Sounds to me like you need to get with your roofer and say hey, this is how I get paid, and this is what I can offer you. If the numbers don't work, shake hands and walk away. Then go look for roofing jobs that are profitable. 

If the banks are hung up on the CE, let them hang. :hang:


----------



## TripleG (Apr 17, 2015)

> if you don't include all decking then you will be short on the SQ and you wont be able to make the $450 mark per SQ.


OK. I see your problem now. Your thinking that if the cost of the job exceeds your initial bid price that you will be compensated. You won't.

Safeguard just said what we were are all thinking. 



> If I know there is rotten sheathing, I will bid replacement on the entire thing.


*

If you have a hint that there might be more damage than what you believe can be seen in a picture you need to bid the entire roof to cover your ass. We always get screwed. *

This applies to every job we bid for. Always bid for more than what is there in case it's more. We also need to add an extra %30-%40 to make up for the % they take off the top. You know what your National probably did? They paid you what your original bid was and then invoiced the entire thing themselves on their end, because they already know how the system works.


----------



## REPAIRPRO30 (Feb 24, 2017)

TripleG said:


> OK. I see your problem now. Your thinking that if the cost of the job exceeds your initial bid price that you will be compensated. You won't.
> 
> Safeguard just said what we were are all thinking.
> 
> ...


Wait a minute, you are not getting it. We always bid for the entire decking replacement since you have no idea how many sheets you will replace. But at the end when you invoice, they will only pay you for the 3-5 sheets you replaced. re-adjusting you big on decking big time. Here is when the problem comes because then you wont have enough to pay your roofer. Roofers don't have to adjust to anyone, they have their pricing, they don't care about not bank. here the roof is 14 k you don't like it find another roof guy, then all roof guys are about the same. Also preservation doesn't have stages for payments. We are basically financing at 0% interest for up to 90 days 14 k. that's freaking crazy. At least on the repairs department they will give you some money to begin with.
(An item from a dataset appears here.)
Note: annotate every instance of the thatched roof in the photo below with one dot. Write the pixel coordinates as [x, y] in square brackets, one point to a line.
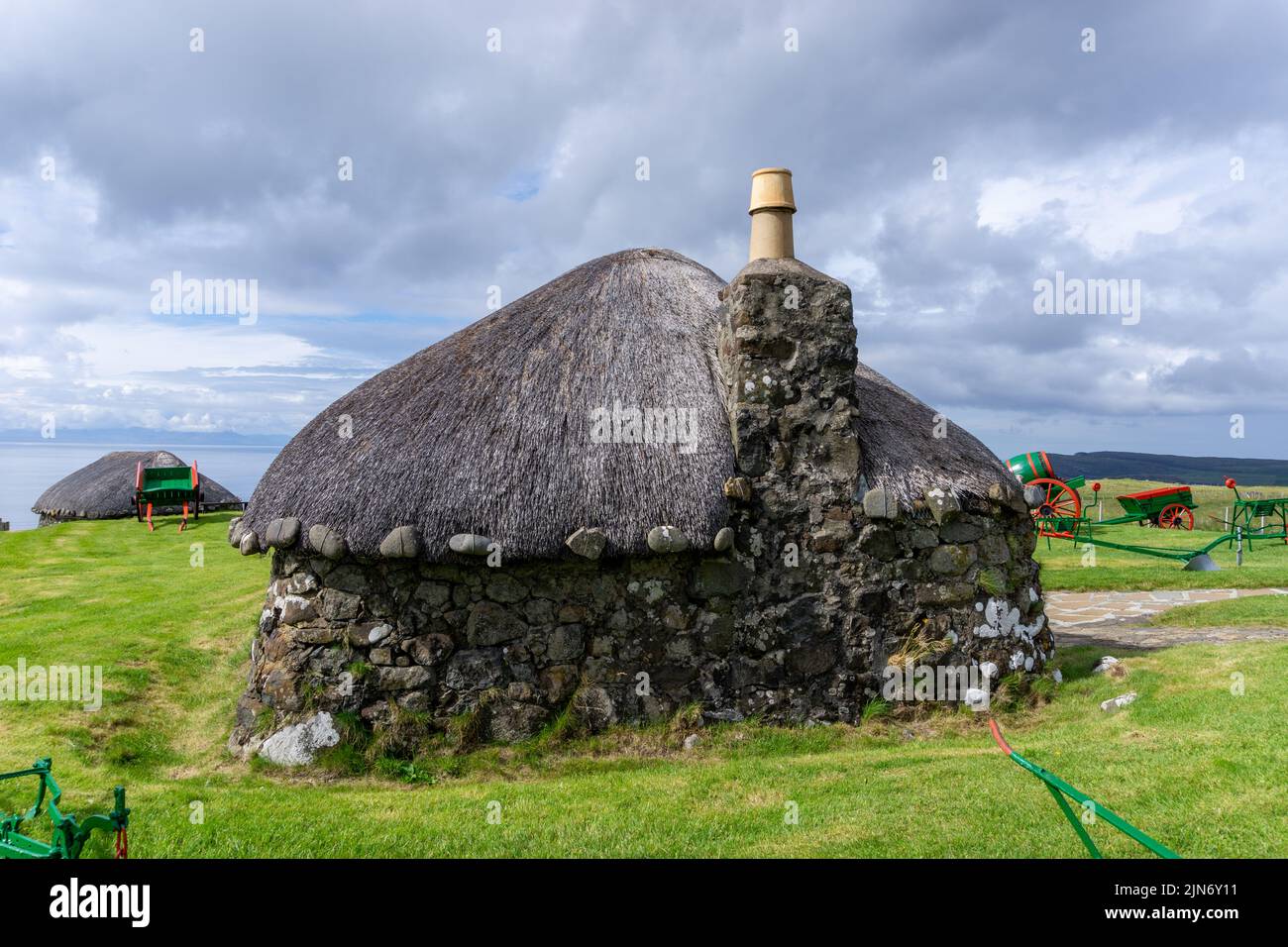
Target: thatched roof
[489, 431]
[902, 454]
[104, 488]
The point is repairs on preservation the biggest mistake you could make. you will think you are making money until you realized the type of financing you are subject to.


----------



## Wannabe (Oct 1, 2012)

Do you have the option of inputting individual line items into your estimating software? 

Example: ## square shingle removal, ## + plus waste factor shingle replace, detach/reset gutters per LF, ## SF tar Paper/felt, ##LF starter strip, ##lf ridge cap, # of roof vents removed & replaced, SF of ice/water shield (doubled if soffit width is greater than 12"), ## valley metals, ## step flashing, LF drip edge, permit costs, markup, etc etc

If you can input the appropriate line items your $450/sq will increase AND the cubicle monkeys will be more likely to approve.


----------



## REPAIRPRO30 (Feb 24, 2017)

Wannabe said:


> Do you have the option of inputting individual line items into your estimating software?
> 
> Example: ## square shingle removal, ## + plus waste factor shingle replace, detach/reset gutters per LF, ## SF tar Paper/felt, ##LF starter strip, ##lf ridge cap, # of roof vents removed & replaced, SF of ice/water shield (doubled if soffit width is greater than 12"), ## valley metals, ## step flashing, LF drip edge, permit costs, markup, etc etc
> 
> If you can input the appropriate line items your $450/sq will increase AND the cubicle monkeys will be more likely to approve.


here is the thing this is not for Safeguard, believe safeguard will approved me anything with no problem on xact. this is one of those nationals lacking from lots of experience, but is all good we will place liens this week.

thanks to everyone for the comments.


----------